Читатель, вспомнив о роли, отведенной Македонскому в "Ревизоре", истолкует розановские слова как иронию или даже издевку. Не будем спешить. В этих словах восхищение подавляет иронию. Но так восхищаются врагом. Подчеркивая могущество Гоголя и поражаясь обширностью его завоеваний, Розанов -- принципиально слабый человек (это его литературное амплуа, ср.: "Хочу ли я, чтобы очень распространялось мое учение? Нет. Вышло бы большое волнение, а я так люблю покой... и закат вечера, и тихий вечерний звон"7 -- преклоняется перед силой Гоголя, но не забывает выставить его завоевателем. Писатель как завоеватель -- фигура мало симпатичная. Завоевание подразумевает захват, насилие, больше того -надругательство. Как это согласовать с нравственной миссией писателя? -Несовместимые вещи. Зловещий образ. Розанов заключает, шепотом, в ухо читателю: "Ни один политик и ни один политический писатель в мире не произвел в "политике" так много, как Гоголь"8.
Кто еще так высоко ставил Гоголя?
Кто еще -- так низко?
Но что же скрывается за розановским отношением к Гоголю как к Александру Македонскому?
"Я сам прошел (в гимназии) путь ненависти к правительству... к лицам его, к принципам его... от низа и до верхушки"9, -- писал Розанов, однако гимназический "радикализм" Розанова не нашел отражения в его творчестве. С первых же статей Розанов резко отмежевывается от радикальных идей 60 -- 70-х годов, остаются лишь ностальгические нотки: "И кто из нас... обратясь к лучшим годам своей юности, не вспомнит, как за томом сочинений Добролюбова забывались и университетские лекции, и вся мудрость, ветхая и великая, которая могла быть усвоена из разных старых и новых книг. К нему примыкали все наши надежды, вся любовь и всякая ненависть"10. Когда Розанов писал эти строки (1892 год), "ненависть" уже возобладала над "любовью", "радикализм" погиб в эмбриональном состоянии, не "проклюнулся", как это было у Каткова или Суворина, а потому смены вех тогда не было: Розанов-критик начался как славянофил, пошел за писателями, образующими "единственную у нас школу оригинальной мысли". Он называл своими наставниками И. Киреевского, А. Хомякова, Константина и Ивана Аксаковых, Ю. Самарина, Ап. Григорьева, Н. Данилевского, К. Леонтьева. С Н. Страховым его связывала личная дружба.
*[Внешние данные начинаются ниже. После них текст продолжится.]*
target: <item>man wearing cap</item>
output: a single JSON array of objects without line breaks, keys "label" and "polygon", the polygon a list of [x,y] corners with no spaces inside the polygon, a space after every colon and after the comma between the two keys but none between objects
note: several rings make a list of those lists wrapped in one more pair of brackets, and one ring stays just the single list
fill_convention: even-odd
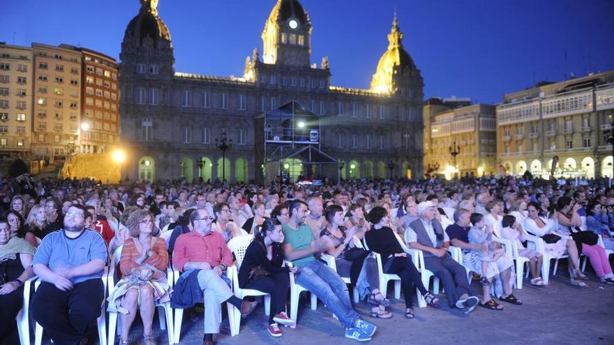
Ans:
[{"label": "man wearing cap", "polygon": [[447,252],[450,239],[435,219],[435,206],[431,201],[418,204],[419,219],[410,223],[405,233],[405,242],[410,248],[423,252],[424,265],[442,281],[450,307],[469,314],[479,299],[472,296],[465,268]]}]

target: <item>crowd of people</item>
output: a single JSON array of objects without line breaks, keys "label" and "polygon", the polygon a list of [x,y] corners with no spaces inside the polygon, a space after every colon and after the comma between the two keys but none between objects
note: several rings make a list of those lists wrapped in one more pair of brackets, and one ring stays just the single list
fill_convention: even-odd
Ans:
[{"label": "crowd of people", "polygon": [[[108,310],[120,314],[120,344],[128,344],[137,312],[144,344],[156,344],[156,307],[170,302],[181,309],[203,303],[203,344],[213,344],[223,303],[247,317],[258,302],[235,296],[227,275],[237,264],[228,243],[245,236],[253,240],[238,268],[239,286],[271,295],[264,326],[273,337],[282,335],[280,325],[296,325],[286,312],[292,277],[333,312],[345,337],[357,341],[376,332],[366,316],[393,316],[382,273],[400,278],[408,319],[417,299],[431,307],[445,299],[466,314],[522,305],[513,293],[520,258],[510,247],[538,288],[548,284],[543,268],[551,259],[567,259],[569,284],[587,288],[581,256],[600,283],[614,284],[608,255],[614,189],[599,182],[491,176],[262,187],[5,178],[0,342],[17,339],[24,284],[37,276],[42,282],[30,312],[56,344],[87,344],[106,298]],[[418,252],[424,267],[414,265]],[[120,256],[119,280],[107,296],[100,278],[114,255]],[[181,273],[174,284],[167,280],[169,266]],[[444,293],[429,291],[421,270],[432,273]],[[467,272],[481,293],[474,293]],[[368,314],[356,311],[342,277],[370,307]]]}]

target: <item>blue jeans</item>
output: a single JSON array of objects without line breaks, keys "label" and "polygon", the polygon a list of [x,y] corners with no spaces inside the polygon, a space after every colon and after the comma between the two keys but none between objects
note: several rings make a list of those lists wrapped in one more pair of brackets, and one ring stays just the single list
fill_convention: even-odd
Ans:
[{"label": "blue jeans", "polygon": [[345,328],[354,327],[359,317],[352,307],[347,285],[336,272],[324,263],[314,261],[301,266],[294,279],[297,284],[324,301]]}]

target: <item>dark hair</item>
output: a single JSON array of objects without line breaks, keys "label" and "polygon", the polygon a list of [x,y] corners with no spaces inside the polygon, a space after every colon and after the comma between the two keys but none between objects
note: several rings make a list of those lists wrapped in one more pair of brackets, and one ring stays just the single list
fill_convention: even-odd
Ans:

Считая славянофилов "школою протеста психического склада русского народа против всего, что создано психологическим складом романо-германских народов", Розанов как суммарный вывод из славянофильского учения выдвигал четыре основных начала, являющихся исключительной принадлежностью русского народа:
1) начало гармонии, с о г л а с и я частей, "взамен антагонизма их, какой мы видим на Западе в борьбе сословий, положений, классов, в противоположении церкви государству";
2) "начало д о в е р и я как естественное выражение этого согласия, которое, при его отсутствии, заменилось подозрительным подсматриванием друг за другом, системою договоров, гарантий, хартий -- конституциализмом Запада";
3) "начало ц е л ь н о с т и в отношении ко всякой действительности", к истине, которая постигается не обособленным рассудком через философию, но благодаря нравственным поискам;
4) "начало с о б о р н о с т и", "слиянность с ближним -- что так противоположно римскому католицизму, с его внешним механизмом папства... и не похоже также на протестантизм..."11.